Maximus is a leading pure-play provider in the administration of government health and human services programs, and is the largest provider of contact center services to the government. Tom Romeo, the General Manager at Maximus Federal, says, “At Maximus, we are constantly looking for new ways to innovate and improve the Citizen Journey and contact center experience. With AWS Partner SuccessKPI, we were able to add AWS CCI into our Genesys Cloud environment in a matter of hours and deliver a 360-degree view of the citizen experience. This program allowed us to deliver increased capacity, automated quality review, and agent compliance and performance improvements for government agencies.”

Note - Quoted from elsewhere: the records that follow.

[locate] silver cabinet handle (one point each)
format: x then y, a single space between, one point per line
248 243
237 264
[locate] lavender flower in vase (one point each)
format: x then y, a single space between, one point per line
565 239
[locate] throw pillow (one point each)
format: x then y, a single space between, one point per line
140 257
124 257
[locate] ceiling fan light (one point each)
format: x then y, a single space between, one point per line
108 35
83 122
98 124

Magellan Health is a large managed health care company focused on special population, complete pharmacy benefits and other specialty areas. Brian Lichtle, the Senior Director of Software Engineering at Magellan Rx says,
“We chose Amazon Kendra, a service within AWS CCI to build a secure and scalable agent assist application. This helped call center agents, and the customer they serve quickly uncover the information they need. Since implementing CCI and Amazon Kendra, early results show an average reduction in call times of about 9-15 seconds, which saves more than 4.4k hours on over 2.2 million calls per calendar year.”

Cation Consulting is an AWS consulting partner focused on delivering robust, conversational AI experiences to customers. Alan Kiernan, the co-founder and CTO at Cation Consulting says, “At Cation Consulting, we provide customers with conversational AI and self-service experiences that allow them to significantly reduce customer support costs while improving the customer experience. AWS Contact Center Intelligence enables us to move quickly and scale seamlessly with customers such as Ryanair, the largest airline in Europe. The Ryanair chatbot has handled millions of customer enquiries per year as a trusted extension of the Ryanair’s customer care team. We are excited to leverage Amazon Lex’s recent expansion into European languages and design virtual agents who can resolve customer issues quickly and improve customer service ratings.”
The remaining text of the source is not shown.